AI and Molecular Biomarkers Converge to Reshape Lung Cancer Diagnostics
This review examines how molecular biomarkers (EGFR, ALK, ctDNA), multi-omics technologies, and AI-driven imaging analysis are being integrated into lung cancer diagnostics. Machine learning applied to low-dose CT, radiomics, and liquid biopsy are improving early detection and risk stratification. The authors note that data standardisation, clinical validation, and interpretability challenges must be resolved before widespread clinical implementation.
The original study
Integrative approaches in lung cancer diagnosis: bridging molecular biomarkers and AI driven imaging.
- Authors
- Saha P, Yasmin A, Jha R, Passi A, Kaur M, Jindal S, et al.
- Journal
- Biomarkers : biochemical indicators of exposure, response, and susceptibility to chemicals
- PMID
- 41830914
Original abstract
BACKGROUND: Early and accurate detection of lung cancer remains a major clinical challenge. Conventional diagnostics, including X-ray, tissue biopsy etc., have limited sensitivity for identifying tumors early. Recent advances in molecular biology and computational technologies have significantly transformed lung cancer diagnostics. METHODS: This review examines recent developments in biomarker-driven and technology-assisted diagnostic strategies for lung cancer. It highlights clinical relevance of molecular biomarkers, including EGFR, ALK etc., and evaluates emerging approaches like next-generation sequencing (NGS), ctDNA analysis, AI-based analytical tools. RESULTS: Integration of molecular biomarkers into routine diagnostics has improved tumor subtyping and enabled more targeted therapeutic selection. Non-invasive approaches like liquid biopsy facilitate real-time tumor characterization and disease monitoring. In parallel, NGS and multi-omics technologies like genomics, transcriptomics provide comprehensive insights into tumor biology and tumor microenvironment. Advances in radiomics and AI-driven image analysis, particularly machine learning and deep learning applied to low-dose CT imaging, enhancing early detection and risk stratification.
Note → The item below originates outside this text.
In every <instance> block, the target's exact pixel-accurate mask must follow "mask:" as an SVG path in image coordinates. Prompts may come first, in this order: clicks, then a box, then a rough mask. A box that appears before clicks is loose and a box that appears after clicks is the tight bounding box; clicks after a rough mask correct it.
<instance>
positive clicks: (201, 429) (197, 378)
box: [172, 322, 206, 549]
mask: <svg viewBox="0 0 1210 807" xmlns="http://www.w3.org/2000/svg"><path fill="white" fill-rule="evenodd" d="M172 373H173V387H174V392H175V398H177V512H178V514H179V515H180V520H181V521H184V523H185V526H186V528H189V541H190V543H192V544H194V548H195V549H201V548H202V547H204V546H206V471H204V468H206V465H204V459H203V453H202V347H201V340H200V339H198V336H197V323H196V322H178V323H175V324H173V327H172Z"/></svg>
AI-powered detection systems and predictive models further support clinical decision-making. CONCLUSIONS: The convergence of biomarker research, multi-omics technologies, and AI-driven analytics is reshaping lung cancer diagnostics toward more precise and personalized approaches. However, challenges related to data standardization, interpretability, clinical validation, and ethical considerations must be addressed to enable widespread clinical implementation.